Único’s performance has caught the attention of South Africa’s Nedbank which is in the process of finalising an acquisition of a 36.4% stake in Único for US$24.4 million. According to Figueiredo, once the bank has expanded its presence to cover all of Mozambique, they will consider expanding to other countries in the Southern African Development Community (SADC) region.
“But not now,” he emphasised. “For the time being, in the short term, I would say that our main focus is to cover the whole country and in the future maybe we can go around to other countries around Mozambique.”
So what is his advice to foreign companies considering doing business in Mozambique? For starters, he believes that the country has a number of opportunities for international players, beyond the now blossoming mining and gas sectors. “There are opportunities in several sectors… agriculture, infrastructure, tourism, fishing, you know, any sector.”

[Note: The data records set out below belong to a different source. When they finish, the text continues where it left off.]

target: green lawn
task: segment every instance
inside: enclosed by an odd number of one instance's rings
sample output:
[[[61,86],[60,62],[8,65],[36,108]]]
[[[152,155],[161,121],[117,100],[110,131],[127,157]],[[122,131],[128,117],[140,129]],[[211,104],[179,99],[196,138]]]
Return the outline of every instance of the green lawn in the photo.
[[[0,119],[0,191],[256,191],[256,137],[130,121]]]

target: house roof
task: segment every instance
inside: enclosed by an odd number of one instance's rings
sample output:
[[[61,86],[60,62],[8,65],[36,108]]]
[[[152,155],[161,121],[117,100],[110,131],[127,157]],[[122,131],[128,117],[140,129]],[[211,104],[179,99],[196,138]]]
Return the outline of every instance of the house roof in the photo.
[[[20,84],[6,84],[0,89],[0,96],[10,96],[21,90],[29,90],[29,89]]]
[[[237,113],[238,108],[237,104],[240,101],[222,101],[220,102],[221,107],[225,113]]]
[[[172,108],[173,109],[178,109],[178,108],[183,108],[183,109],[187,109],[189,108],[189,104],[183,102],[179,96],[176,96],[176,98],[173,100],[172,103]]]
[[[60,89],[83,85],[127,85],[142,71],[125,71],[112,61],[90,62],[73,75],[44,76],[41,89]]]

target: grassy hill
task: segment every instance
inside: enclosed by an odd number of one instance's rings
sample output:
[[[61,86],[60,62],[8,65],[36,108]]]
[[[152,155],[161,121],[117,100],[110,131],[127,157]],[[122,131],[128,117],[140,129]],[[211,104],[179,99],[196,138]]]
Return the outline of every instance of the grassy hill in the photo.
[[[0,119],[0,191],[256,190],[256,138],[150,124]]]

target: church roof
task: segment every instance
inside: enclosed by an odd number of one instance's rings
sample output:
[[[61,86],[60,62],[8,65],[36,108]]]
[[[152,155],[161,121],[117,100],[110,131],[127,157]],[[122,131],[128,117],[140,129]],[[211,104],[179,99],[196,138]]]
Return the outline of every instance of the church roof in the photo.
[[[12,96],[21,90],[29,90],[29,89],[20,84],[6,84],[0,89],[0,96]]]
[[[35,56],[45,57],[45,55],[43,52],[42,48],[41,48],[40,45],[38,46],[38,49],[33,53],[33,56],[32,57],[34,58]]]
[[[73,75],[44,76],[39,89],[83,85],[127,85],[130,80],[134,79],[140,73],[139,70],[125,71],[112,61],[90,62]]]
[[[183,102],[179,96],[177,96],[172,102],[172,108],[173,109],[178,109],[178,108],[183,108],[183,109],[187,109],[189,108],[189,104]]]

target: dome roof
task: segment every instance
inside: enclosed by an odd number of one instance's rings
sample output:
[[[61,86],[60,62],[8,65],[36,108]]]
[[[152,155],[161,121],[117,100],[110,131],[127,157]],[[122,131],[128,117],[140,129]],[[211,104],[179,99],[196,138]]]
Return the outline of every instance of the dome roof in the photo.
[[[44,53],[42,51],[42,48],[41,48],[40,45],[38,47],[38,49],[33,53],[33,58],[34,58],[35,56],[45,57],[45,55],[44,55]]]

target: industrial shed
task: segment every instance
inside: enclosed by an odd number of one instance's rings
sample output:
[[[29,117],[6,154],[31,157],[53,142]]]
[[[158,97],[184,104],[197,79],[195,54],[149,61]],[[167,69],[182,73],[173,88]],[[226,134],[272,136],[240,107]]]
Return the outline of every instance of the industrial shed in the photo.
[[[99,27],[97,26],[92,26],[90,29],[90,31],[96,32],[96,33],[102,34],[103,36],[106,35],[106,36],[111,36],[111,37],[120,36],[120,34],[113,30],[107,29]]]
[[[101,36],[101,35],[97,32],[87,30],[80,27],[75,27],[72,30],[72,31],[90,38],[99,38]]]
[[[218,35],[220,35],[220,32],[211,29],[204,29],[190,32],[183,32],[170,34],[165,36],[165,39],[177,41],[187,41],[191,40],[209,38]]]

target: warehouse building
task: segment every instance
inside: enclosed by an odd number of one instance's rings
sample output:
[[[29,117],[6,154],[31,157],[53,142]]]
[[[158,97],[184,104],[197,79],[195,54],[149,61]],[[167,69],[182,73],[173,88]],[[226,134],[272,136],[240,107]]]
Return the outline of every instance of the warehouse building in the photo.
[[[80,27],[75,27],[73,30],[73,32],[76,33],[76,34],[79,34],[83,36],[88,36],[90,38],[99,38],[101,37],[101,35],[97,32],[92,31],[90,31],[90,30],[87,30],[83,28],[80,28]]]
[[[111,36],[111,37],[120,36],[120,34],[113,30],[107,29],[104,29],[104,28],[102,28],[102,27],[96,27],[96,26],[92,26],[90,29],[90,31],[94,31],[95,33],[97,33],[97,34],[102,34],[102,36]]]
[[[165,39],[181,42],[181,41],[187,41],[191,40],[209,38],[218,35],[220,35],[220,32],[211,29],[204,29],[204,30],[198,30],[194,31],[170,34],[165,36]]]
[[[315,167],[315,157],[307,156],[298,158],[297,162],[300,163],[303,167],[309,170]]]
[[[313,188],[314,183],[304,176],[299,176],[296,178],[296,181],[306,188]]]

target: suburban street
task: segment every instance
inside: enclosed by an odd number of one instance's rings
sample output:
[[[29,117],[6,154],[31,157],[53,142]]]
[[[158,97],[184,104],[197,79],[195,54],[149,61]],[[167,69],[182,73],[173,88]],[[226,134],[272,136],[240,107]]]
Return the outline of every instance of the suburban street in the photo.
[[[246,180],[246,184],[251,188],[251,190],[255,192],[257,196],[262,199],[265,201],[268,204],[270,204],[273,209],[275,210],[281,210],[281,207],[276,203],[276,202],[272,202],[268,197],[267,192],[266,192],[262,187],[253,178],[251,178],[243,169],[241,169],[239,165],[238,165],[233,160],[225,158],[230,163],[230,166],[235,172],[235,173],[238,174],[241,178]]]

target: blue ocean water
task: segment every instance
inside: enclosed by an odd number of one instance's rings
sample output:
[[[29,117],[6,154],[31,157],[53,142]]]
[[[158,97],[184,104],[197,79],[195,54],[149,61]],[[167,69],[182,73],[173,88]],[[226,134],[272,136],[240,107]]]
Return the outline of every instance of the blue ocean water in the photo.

However, Figueiredo said that the most important recommendation he can give to foreign players is to have a medium to long term vision for business success in the country.
“What we are looking for now, at this stage, is to find real investors that want reasonable rates of return, but they are thinking of giving some contribution to the economy in Mozambique; creating employment, contributing [to] the exports from this country and to try to work on this evolution of the growing of the economy in Mozambique. And for that, if you have skills, if you have the capacity to invest in the country, I would say you would have a very good [future] in this country to invest.”
“There are rules, there is political and social stability, and there is a very good economic environment, for people to invest in here,” concluded Figueiredo.